Stem cell transplant

Hi guys! It’s Faith. I am artist trying to go full time but having sickle cell makes that EXTREMELY hard for me. Since February 18th of 2020, I have spent TWELVE THOUSAND EIGHT-HUNDRED AND SEVENTY TWO DOLLARS on sickle cell treatments. A majority of this money went towards medications that keep my chances of crisis lower than they would be without oral/injectable drugs. Here’s a small breakdown of my usual OUT OF POCKET expenses spent on keeping myself alive

$2600 : IRON IV- I get two a month (sometimes more)
$1608- blood transfusions (I’ve had 4 this year 1 causing an infection)
$712- hydroxyurea
$1300- L-glutamine

one night in January I went to the ER around 3am and could barely talk w/out crying because of the amount of pain that I was in and I remember sitting on the phone with my mom because I didn’t have the money to pay the bills that I knew I was going to incur.
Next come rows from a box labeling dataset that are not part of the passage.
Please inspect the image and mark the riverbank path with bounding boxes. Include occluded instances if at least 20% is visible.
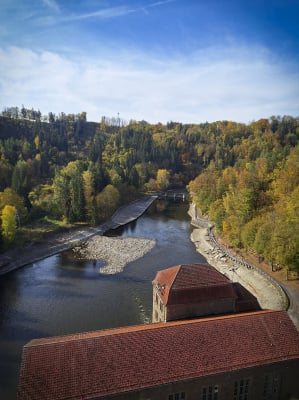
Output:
[0,196,157,275]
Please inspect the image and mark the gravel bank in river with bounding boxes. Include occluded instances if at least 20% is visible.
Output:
[73,236,156,274]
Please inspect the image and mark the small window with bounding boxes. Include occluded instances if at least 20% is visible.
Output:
[160,301,163,311]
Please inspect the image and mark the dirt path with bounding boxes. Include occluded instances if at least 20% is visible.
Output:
[0,196,157,275]
[189,206,299,330]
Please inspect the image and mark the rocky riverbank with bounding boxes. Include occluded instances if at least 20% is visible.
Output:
[189,206,285,310]
[0,196,157,276]
[73,236,156,274]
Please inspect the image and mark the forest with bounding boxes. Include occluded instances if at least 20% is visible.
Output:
[0,106,299,270]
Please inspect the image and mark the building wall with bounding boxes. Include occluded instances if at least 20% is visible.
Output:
[93,355,299,400]
[152,285,166,322]
[152,285,235,322]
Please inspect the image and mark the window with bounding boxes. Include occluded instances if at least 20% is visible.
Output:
[201,385,219,400]
[168,392,186,400]
[233,379,249,400]
[160,301,163,311]
[263,373,280,400]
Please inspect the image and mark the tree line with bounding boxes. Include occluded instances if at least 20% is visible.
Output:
[0,107,299,268]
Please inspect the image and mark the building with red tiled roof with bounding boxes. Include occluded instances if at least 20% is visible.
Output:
[18,311,299,400]
[152,264,259,322]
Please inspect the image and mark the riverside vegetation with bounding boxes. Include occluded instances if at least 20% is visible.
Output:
[0,107,299,271]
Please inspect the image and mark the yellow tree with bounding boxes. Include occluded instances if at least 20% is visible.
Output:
[1,205,17,244]
[82,170,94,221]
[156,169,169,190]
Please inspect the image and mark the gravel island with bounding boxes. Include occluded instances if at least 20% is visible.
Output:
[73,236,156,275]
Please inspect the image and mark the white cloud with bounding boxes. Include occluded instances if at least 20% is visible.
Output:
[42,0,60,11]
[36,0,176,25]
[0,47,299,123]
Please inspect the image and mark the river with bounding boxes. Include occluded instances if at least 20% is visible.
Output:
[0,201,204,400]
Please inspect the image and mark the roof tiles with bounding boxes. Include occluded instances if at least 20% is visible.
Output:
[153,264,237,305]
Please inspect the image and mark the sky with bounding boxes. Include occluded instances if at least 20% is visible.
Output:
[0,0,299,123]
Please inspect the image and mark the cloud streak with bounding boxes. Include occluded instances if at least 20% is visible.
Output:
[42,0,60,12]
[0,47,299,123]
[37,0,177,25]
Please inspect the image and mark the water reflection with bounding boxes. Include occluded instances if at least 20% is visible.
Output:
[0,202,203,400]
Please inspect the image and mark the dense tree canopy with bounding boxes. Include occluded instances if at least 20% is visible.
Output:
[0,106,299,268]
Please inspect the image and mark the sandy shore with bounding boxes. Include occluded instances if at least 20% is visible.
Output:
[73,236,156,274]
[191,216,284,310]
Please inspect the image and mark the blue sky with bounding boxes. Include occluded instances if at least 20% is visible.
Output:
[0,0,299,123]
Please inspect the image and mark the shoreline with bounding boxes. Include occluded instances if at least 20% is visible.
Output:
[0,196,157,276]
[188,204,299,330]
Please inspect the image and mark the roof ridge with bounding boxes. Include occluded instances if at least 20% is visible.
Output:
[24,310,285,348]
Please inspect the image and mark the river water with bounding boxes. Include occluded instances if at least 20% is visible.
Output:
[0,201,204,400]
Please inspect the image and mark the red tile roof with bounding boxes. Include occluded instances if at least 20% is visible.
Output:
[153,264,237,305]
[18,311,299,400]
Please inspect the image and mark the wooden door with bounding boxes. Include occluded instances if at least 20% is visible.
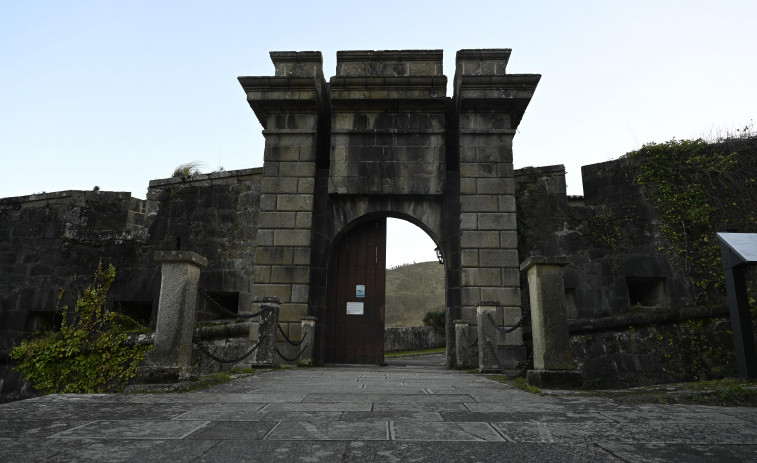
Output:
[326,218,386,364]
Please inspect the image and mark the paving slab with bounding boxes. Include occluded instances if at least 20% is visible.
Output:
[0,356,757,463]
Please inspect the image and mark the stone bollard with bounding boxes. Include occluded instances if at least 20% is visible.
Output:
[454,320,478,369]
[476,303,499,373]
[250,296,282,367]
[298,316,317,366]
[521,257,581,389]
[140,251,208,382]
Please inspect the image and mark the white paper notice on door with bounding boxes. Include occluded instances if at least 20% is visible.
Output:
[347,302,363,315]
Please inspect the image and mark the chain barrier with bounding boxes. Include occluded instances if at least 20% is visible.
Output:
[197,288,276,318]
[276,344,308,362]
[454,328,478,357]
[276,324,308,347]
[486,309,531,334]
[486,340,534,379]
[276,324,308,362]
[479,309,534,379]
[192,334,260,363]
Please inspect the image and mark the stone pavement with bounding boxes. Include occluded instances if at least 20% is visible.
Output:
[0,356,757,463]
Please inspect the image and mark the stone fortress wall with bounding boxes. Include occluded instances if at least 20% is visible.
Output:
[0,50,752,398]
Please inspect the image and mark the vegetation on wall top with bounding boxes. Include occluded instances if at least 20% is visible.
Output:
[11,263,150,393]
[625,126,757,304]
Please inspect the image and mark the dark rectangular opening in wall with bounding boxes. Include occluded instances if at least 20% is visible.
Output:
[113,301,152,326]
[626,277,667,307]
[24,311,63,333]
[197,291,239,322]
[565,288,578,319]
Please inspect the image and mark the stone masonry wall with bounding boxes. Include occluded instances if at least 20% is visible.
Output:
[0,169,262,396]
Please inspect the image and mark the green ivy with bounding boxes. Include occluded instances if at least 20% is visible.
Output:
[625,139,757,304]
[423,311,446,330]
[11,263,149,393]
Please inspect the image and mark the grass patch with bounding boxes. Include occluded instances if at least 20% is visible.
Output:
[544,378,757,407]
[384,347,447,358]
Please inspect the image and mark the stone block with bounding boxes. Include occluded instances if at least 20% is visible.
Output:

I cannot stress how POOR and LACKLUSTER the options for insurance are in America let alone the options you get if you DON’T even have insurance. The fact that I will die in debt haunts me every day and most of my debt being from medical bills that I’ve racked up over the years. For something that I have zero control over. The fact that I went in for a blood transfusion last year and was told that they couldn’t complete the treatment without updated insurance information and when I told them I didn’t have it, they gave me the run around for 4 MONTHS! No, I did not get my treatment, I sat in a room for 2 hours while the nurses and billing department ran around like chickens with their heads chopped off just to be told “You’ll need to reschedule” I dnt know how to put this disorder into words, but imagine being anemic x1000. I can’t / don’t sleep at night unless I take drugs, I have migraines almost every day, jaundice because no one talks about this, the fact that I can’t stand up or sit down w/out feeling dizzy. I’m tired of living in America and dealing with their crap policies. I feel like they’d let me die before using any treatment on me without insurance or money. If I ever felt the urge to get a stem cell transplant, now would be my time. I really don’t want to die by this.